Indian Forces Chase, Halt North Korean Ship

Off the Andaman Islands, a North Korea "merchant" ship has dropped anchor after being pursued by Indian forces, as reported India inspects North Korea ship:
In this photo released by the Indian Coast Guard on Sunday, Aug. 9, 2009, North Korean cargo ship MV Mu San is seen in Port Blair, India.
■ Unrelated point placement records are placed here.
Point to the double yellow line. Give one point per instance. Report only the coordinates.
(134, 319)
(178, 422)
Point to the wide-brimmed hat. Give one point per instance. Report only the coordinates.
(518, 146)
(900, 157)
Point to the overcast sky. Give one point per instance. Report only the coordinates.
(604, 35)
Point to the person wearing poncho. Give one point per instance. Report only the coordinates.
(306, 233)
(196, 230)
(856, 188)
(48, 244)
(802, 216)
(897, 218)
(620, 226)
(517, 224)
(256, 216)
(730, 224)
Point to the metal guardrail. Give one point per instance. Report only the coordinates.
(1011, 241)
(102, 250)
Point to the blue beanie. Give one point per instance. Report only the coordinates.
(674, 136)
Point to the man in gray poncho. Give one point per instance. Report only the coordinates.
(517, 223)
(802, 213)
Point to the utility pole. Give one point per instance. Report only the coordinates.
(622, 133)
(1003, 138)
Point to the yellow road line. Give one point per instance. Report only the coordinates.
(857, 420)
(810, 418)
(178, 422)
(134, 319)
The coast guard detained the ”suspicious” ship, which had dropped anchor without permission Wednesday, Aug. 5, 2009 in an island in the Andaman and Nicobar group, after a six-hour chase off the country’s southeastern coast, a coast guard official said Saturday, Aug. 8, 2009 but a preliminary search of the vessel revealed it was carrying sugar and not illicit cargo.
More here:
The newspaper quoted K. R. Nautiyal, an officer of the Coast Guard at Andaman and Nicobar Region, as saying that "several things were amiss" about merchant vessel MV Musen, which later declared that it was carrying 16,500 tons of sugar from Thailand to Umm Qasr in Iraq.

The merchant ship shouldn't have dropped anchor in the Indian island in the first place and it didn't respond to signals from the Coast Guard. The ship's log book was found to be vague, the report quoted the officer as saying.

Musen had dropped anchor off Hut Bay island Wednesday afternoon for which it had no permission. When Coast Guard ship Kanakalatha Barua approached it, Musen tried to escape, forcing coast guard men to fire in the air, according to the report.

The ship finally "obeyed", and was brought to Port Blair early on Thursday, according to the report.
Among other odd activity - "fake log books?":
Investigation by Integrated Command of Andaman and Nicobar Island’s officials has revealed that the detained suspicious North Korean Ship MV Mu San made several voyages to China without maintaining proper records. North Korea, now facing sanctions for allegedly building nuclear arms, has been a beneficiary of Chinese material and research.

The Indian Coast Guard detained the MV Mu San with its 39 crewmembers on board late on Friday in the Indian Ocean after it dropped the anchor at Hut Bay, without the permission of the Indian authorities. Indian intelligence agencies also investigating the reason why the ship berthed in Singapore on June 30, though it was not a port of call in the logbook. MV Mu San, which left Laem Chabang port in Thailand on July 27, reached Singapore on July 30 and left for Hut Bay on July 31. But the passports of the crew were not stamped in Singapore, sources said.